"Gestraft, weil wir Busse selbst bezahlen"


Das Ministerium für Infrastruktur und Landwirtschaft (MIL) Brandenburg beharrt auf seinem Standpunkt, dass das derzeitige Schienennahverkehrsangebot in der Region TKS angemessen sei und ein Ausbau der S-Bahn-Strecke von Teltow nach Stahnsdorf nicht nötig sei. Auch die Antwort auf eine Nachfrage der Landtagsabgeordneten Marion Vogdt, die sich eine Kleine Parlamentarische Anfrage vom Mai 2014 bezog, blieb für die Region unbefriedigend. "Wesentliche Faktoren sind der Verkehrsbedarf, die Bevölkerungsdichte, die Pendlerbeziehungen, die räumliche Struktur und prognostizierte Entwicklung, die vorhandene infrastrukturelle Erschließung und das Verkehrsbedürfnis", heißt es in dem zweiseitigen Schreiben.

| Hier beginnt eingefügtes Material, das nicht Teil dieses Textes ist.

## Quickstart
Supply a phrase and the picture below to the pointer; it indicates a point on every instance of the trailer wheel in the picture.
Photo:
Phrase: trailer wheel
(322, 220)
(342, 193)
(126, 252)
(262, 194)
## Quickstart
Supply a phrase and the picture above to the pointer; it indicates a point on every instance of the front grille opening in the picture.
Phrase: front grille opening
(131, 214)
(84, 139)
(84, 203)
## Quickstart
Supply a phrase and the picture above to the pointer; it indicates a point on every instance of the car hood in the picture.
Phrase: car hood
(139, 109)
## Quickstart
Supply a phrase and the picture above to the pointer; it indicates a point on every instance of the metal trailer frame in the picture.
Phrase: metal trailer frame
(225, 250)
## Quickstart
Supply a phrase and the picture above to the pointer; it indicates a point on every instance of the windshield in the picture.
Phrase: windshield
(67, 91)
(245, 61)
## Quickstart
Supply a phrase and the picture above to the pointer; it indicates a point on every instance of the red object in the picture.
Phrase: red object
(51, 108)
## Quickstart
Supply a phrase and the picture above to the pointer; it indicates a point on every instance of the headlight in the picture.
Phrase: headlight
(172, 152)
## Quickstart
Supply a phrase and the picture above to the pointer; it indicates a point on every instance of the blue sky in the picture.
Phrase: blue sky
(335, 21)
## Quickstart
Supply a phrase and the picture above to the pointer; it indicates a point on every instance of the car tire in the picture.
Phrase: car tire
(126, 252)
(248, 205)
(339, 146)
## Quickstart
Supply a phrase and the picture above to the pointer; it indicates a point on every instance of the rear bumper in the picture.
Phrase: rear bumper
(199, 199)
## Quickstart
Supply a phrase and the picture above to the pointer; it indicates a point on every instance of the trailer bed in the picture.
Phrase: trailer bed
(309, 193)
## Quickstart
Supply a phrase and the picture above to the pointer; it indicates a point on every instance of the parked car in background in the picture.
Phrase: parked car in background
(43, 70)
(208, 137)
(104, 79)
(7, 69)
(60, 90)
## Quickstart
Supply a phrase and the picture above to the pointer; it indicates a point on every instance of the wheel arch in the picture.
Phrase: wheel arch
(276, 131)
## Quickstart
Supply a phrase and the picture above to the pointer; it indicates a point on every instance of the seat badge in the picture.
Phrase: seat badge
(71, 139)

Das ist interessant, denn das Integrierte Verkehrsentwicklungskonzept TKS aus dem Jahr 2014 hatte exakt aus den zitierten Bereichen Eckdaten geliefert, die klar für eine weitere Stärkung des SPNV sprechen. Das Konzept verweist auf eine aktuell sehr hohe Belastung bzw. in absehbarer Zeit drohende Überlastung der regionalen Straßen. Die Gründe liegen als Zahlen auf dem Tisch:

  • fast 14.000 Ein- und Auspendler nach Berlin das ist fast jedes zweite Auto

  • hohe Motorisierung: Pkw-Dichte in Stahnsdorf liegt bei 565 je 1.000 Einwohner und damit deutlich über dem Schnitt in Berlin und Brandenburg

  • mit rund 720 Einwohner je Quadratkilometer in TKS extrem hohe Bevölkerungsdichte (Nachbar Kleinmachnow zählt sogar zu den 100 dichtestbesiedelten Gemeinden Deutschlands); zum Vergleich der Landesschnitt Brandenburg: ca. 83 Einwohner je Quadratkilometer


Bei der Argumentation des MIL wiederholt sich regelmäßig auch der Verweis auf die angemessene Versorgung der Region TKS durch das 2011 installierte Busnetz.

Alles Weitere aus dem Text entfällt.